Thanks to the reoccurring themes of Special Agent Oso I got the idea to try to condense leadership to 3 simple steps. Simplistic I know, but the more I thought about it the more I realized that not only would it get her on the right track but that, to be honest, there are a great number of adults in leadership positions that experience differing levels of success with them. So thanks to my daughter and our good friend Oso I present Jim’s 3 simple steps to being a good leader.
Step 1! Have A Good Attitude
Seriously, there are so many studies/articles on the effect that a leader’s public attitude has on the productivity and efficiency of their team. If those linked articles aren’t enough for you Google it, there are a lot more. I know we all have our days when it all falls apart and have experienced these myself, but when those days stretch into weeks or months that team you are leading or even being a part of is going to start to fall apart as well. Some days it is going to require you to put a good face on what you are internally feeling, but coming in with a bounce in your step and not being negative is a great first step.
One of the realizations that I’ve had recently is that with any position there comes a time when you have to decide to either have some internal reconciliation with the job you have and make peace with the issues you have with it or decide to make the jump to something new. I’m not saying you should try to make the things you dislike better, you absolutely should, but staying in something you actively dislike and have lost the willpower to try to fix not only hurts you it hurts those around you.
Step 2! Listen
So for a 5-year-old trying to get them to listen to anything that isn’t on Netflix or YouTube is a challenge. Guess what? The same is true for me and you and those around you in the workplace from time to time. As framed to her, listening means making sure you pay attention not only to your teachers when they talk (and you absolutely must do this) but also to those around you that may be having issues. The teacher is talking about how to make the perfect “R” but your neighbor is having a problem? If she’s got it down this is a great opportunity to help!
As this applies to us how many of us go into meetings or conversations with our co-workers with a preset agenda or outcome of it already in our mind? Worse still is when we try to find the implied meaning of what is unsaid in a conversation.

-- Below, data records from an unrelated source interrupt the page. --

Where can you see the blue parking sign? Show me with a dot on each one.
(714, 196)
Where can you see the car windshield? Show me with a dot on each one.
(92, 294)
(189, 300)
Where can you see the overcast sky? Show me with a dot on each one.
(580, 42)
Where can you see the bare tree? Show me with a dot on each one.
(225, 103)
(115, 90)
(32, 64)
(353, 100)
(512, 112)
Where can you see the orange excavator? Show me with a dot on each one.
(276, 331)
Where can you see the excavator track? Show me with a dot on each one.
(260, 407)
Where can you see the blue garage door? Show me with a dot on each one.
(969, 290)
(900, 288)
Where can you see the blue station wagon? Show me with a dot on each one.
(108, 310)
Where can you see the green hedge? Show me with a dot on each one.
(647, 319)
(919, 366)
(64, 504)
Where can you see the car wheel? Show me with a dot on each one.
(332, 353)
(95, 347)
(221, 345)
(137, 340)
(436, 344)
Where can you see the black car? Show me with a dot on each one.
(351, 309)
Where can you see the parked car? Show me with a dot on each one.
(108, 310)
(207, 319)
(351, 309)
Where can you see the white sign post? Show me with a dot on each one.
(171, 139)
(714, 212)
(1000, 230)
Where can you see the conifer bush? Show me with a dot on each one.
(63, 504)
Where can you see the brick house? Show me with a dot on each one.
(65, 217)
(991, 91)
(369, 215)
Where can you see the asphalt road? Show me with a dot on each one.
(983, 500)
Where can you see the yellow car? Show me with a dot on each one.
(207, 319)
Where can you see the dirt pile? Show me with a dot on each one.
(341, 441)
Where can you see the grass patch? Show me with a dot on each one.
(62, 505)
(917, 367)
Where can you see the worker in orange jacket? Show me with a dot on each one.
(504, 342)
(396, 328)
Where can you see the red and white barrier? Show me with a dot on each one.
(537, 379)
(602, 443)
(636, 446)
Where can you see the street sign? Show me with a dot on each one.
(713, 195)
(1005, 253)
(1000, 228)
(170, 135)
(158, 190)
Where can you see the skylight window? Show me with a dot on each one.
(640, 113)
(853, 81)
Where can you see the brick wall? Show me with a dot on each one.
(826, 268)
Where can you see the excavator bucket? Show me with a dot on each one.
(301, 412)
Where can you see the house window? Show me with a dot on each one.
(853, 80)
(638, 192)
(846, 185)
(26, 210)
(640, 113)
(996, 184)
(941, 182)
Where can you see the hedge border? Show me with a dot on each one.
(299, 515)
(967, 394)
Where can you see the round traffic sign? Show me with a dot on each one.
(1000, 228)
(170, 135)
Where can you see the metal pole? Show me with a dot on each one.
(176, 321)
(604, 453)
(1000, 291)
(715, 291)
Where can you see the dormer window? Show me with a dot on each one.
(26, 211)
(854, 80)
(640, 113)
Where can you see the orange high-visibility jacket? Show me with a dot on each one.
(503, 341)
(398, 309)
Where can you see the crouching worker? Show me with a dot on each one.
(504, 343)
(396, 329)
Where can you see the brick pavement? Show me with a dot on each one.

We as workers and leaders do better when we open our minds and actually listen to the words that are being spoken, then ask for clarification as needed. I know I have to work hard to quit relying on my own biases or trying to guess what the speaker means simply because we don’t want to ask “Ok, I didn’t get that, can you expand on this?”
Step 3! Apply What You’ve Learned
As we complete our journey through leadership we need have to apply what we’ve learned in the first two steps. We’ve spent the last 20 minutes learning how to make that perfect “R” and now we have to practice in class. My 2.0 may have this down, but she see’s her neighbor is trying to get help from the teacher. With a great attitude and an understanding of what’s expected this is her time to shine and help out her classmate!
At work this is important too. We have a great attitude now and we really want to be a helper, getting things done, and we’ve listened to those around us and learned not only about the needs and processes of our organizations but also the needs of our co-workers and staff. With all this ammo we are now in a position to truly make a difference because regardless of who you are helping when the knowledge gets distributed the potential for greater outcomes goes up. For those of us in traditional IT or other “support departments” this is where the true value lies. If we can’t learn, interpret and apply technology to the organization and staff’s needs then we aren’t supporting anyone.
So there you have it. Yes I know it’s simple, yes I know there are other factors (ego, time management, etc) that go into it as well but as in all things, you have to master the basics first. How many of you that have made it to this point were shaking your head and considering interactions with others as you read them? How many read these and had a “doh” thought about something you yourself have done? I know I did in thinking about it and there’s nothing wrong with that as long as you learn from it.